Les réclamations du Président La Barre ont souvent pour objet la réforme des abus existant dans la répartition ou le prélèvement des taxes. Au nombre et à la gravité de ses plaintes, on peut juger quelle était l’étendue du désordre dans celte partie de l’administration. Grande était alors la misère des collecteurs : « Aujourd’hui (1624) il ne reste plus qu’un sould par livre aux pauvres collecteurs, qui leur est une grande perte A cette heure que la moitié de leur droit leur est ostée, il n’y .aura pas presse, ni à estre collecteur ni à recevoir les deniers du roy, qui ne peut tourner qu’a un grand retardement d’iceux.
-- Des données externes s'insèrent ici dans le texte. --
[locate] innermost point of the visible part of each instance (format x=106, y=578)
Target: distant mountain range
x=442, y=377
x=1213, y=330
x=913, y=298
Les pauvres collecteurs no pouvant trouver qui face la collection pour eux, faute de pouvoir trouver deniers pour faire les advances, demeurent sous le faix, à la mercy des sergeans et coureurs, ruinez de biens pourriront ès prisons .Et -où pris tout cela ? a pauvres gens qui n’ont qu’une vache ou deux, et pas tant vaillant, ni du bled à se passer la moitié de l’année. Sur les autheurs de tel advis, le peuple sans doute crie vengeance et criera sans cesse….. O bon Dieu ! quel désordre de ce malheureux siècle ! Faut-il que tant de gens de bien ne voyent goutte en telles affaires (page/100 et 101) ! »

Voici quel était l’emploi des deniers provenant de l’octroi des villes : « Il y a des deniers communs et patrimoniaux, comme ils les nomment, qui appartiennent aux communautez, et aux villes, se consistais en louages de maisons, estaux et estalages, boutiques ; rentes et revenus, et autres redevances qui se prennent sur places publiques, fieffées ou arrentées, sur terres, prairies, moulins et autres choses appartenantes au public : dont les deniers provenans, sont de bon employ, se distribuans a tout plain de bonnes œuvres utiles et charitables, aux réparations dos ponts, des portes et des pavez, et à salarier les prédicateurs, régens et maistres d’escoles, et à fournir aux despences communes, aux feux de joye, torches du saint sacrement ; aux entrées et réceptions des roys ; pour celuy qui gouverne l’horloge, pour les portiers, trompettes et autres (pages 113 et 114). »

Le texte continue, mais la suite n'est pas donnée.